Where things stand with special counsel Mueller's Russia probe
Robert Mueller is conducting what is generally called a preliminary inquiry.
— -- Department of Justice–appointed special counsel Robert Mueller is conducting what is generally called a preliminary inquiry into possible obstruction of justice involving President Donald Trump, as it pertains to his broader investigation into Russian meddling in the U.S. presidential election.
Mueller was tasked with overseeing the investigation in May. He and his team are currently assessing former FBI director James Comey's recent testimony before the Senate Intelligence Committee, reviewing Comey’s memos documenting his encounters with Trump, and preparing to interview certain administration officials — such as Director of National Intelligence Dan Coats and National Security Agency Director Mike Rogers — regarding press accounts of comments the president allegedly made to them about the Russia probe.
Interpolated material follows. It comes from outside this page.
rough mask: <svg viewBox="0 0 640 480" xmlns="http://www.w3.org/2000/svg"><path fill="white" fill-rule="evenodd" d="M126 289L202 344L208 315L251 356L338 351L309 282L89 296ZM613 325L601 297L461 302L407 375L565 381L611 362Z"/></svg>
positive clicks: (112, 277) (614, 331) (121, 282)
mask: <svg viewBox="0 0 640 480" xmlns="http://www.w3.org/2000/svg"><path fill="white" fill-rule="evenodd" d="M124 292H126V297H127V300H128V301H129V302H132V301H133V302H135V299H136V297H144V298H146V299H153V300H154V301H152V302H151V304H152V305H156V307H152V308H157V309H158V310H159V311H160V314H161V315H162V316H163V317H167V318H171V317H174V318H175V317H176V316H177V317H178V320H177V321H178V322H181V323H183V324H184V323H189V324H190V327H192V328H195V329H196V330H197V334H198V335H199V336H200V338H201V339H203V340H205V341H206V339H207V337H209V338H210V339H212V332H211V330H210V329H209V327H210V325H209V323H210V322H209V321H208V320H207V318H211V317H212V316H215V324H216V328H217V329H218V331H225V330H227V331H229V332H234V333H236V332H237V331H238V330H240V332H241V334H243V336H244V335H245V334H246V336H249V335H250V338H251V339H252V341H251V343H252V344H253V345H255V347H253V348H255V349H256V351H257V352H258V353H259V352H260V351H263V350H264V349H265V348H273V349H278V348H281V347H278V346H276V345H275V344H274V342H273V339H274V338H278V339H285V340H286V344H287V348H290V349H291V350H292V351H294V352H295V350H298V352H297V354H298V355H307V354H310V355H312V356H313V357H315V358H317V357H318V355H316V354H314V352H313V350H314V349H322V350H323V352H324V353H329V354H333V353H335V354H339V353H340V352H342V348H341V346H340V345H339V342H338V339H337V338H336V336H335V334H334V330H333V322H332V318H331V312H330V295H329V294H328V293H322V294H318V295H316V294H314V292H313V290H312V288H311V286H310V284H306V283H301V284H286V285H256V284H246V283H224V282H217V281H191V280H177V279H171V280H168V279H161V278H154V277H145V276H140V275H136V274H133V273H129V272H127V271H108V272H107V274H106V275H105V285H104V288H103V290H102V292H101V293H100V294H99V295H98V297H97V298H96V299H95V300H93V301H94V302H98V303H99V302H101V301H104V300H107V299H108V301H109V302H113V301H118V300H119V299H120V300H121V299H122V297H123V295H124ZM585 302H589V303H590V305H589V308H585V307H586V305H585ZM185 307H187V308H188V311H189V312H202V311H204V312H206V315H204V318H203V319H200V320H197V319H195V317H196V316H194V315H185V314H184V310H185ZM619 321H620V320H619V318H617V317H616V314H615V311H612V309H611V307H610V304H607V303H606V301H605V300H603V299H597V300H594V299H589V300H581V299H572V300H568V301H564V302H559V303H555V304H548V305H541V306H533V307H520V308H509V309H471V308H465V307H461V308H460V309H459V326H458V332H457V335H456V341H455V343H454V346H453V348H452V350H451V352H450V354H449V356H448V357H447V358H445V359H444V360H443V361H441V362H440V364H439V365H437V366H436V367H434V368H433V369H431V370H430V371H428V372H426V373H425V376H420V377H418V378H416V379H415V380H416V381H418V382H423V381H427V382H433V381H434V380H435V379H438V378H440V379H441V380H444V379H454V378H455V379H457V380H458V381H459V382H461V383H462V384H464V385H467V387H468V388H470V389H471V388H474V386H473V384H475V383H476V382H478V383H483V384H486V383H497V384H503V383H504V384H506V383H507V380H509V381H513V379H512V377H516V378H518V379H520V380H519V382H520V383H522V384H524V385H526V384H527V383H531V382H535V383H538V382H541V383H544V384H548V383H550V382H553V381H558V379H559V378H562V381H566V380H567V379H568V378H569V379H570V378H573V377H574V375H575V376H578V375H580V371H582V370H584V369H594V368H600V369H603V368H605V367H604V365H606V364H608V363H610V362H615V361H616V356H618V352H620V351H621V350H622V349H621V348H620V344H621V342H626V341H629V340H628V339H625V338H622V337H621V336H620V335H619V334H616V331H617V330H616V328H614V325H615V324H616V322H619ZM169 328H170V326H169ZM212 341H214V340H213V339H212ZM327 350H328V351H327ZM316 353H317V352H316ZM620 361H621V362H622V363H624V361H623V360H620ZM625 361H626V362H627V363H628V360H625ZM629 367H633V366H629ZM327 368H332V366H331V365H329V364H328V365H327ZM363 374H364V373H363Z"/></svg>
At some point, Mueller may wish to interview FBI senior leadership about their meetings with Comey regarding Trump, though it's unclear if this has already taken place.
A full-scale investigation has not yet been launched, although preliminary work is clearly being done, according to sources familiar with the process.
An assessment of evidence and circumstances will be completed before a final decision is made to launch an investigation of the president of the United States regarding potential obstruction of justice.
Comey said under oath during his much-anticipated Senate hearing earlier this month that he believes he was fired because of the Russia investigation.
"Guess I don’t know for sure. I believe the — I take the president at his word, that I was fired because of the Russia investigation. Something about the way I was conducting it, the president felt, created pressure on him that he wanted to relieve,” Comey told the Senate Select Intelligence Committee.
Comey also told the Senate that he intentionally leaked his contemporaneous memos detailing his conversations with Trump in order to prompt the appointment of a special counsel.
Any kind of alleged effort to interfere in an investigation could potentially lead to an obstruction of justice investigation targeting the president and his aides.
Deputy Attorney General Rod Rosenstein, who has oversight authority over the special counsel investigation, has told colleagues he may have to recuse himself. A decision on recusal is not imminent, according to sources familiar with his thinking.
Rosenstein is overseeing Mueller's work since Attorney General Jeff Sessions recused himself from the investigation because of his ties and participation with the 2016 Trump campaign.
The deputy attorney general could become a witness if the circumstances of Comey’s firing are considered part of an obstruction investigation.
To indicate that a full scale investigation has been launched, all eyes will be on Rosenstein's actions, as well as evidence of a grand jury subpoenaing key White House aides with a focus on Trump. Another key will be Mueller's assessment of Comey allegation that Trump tried to get him to stop the investigation of former National Security Advisor Michael Flynn.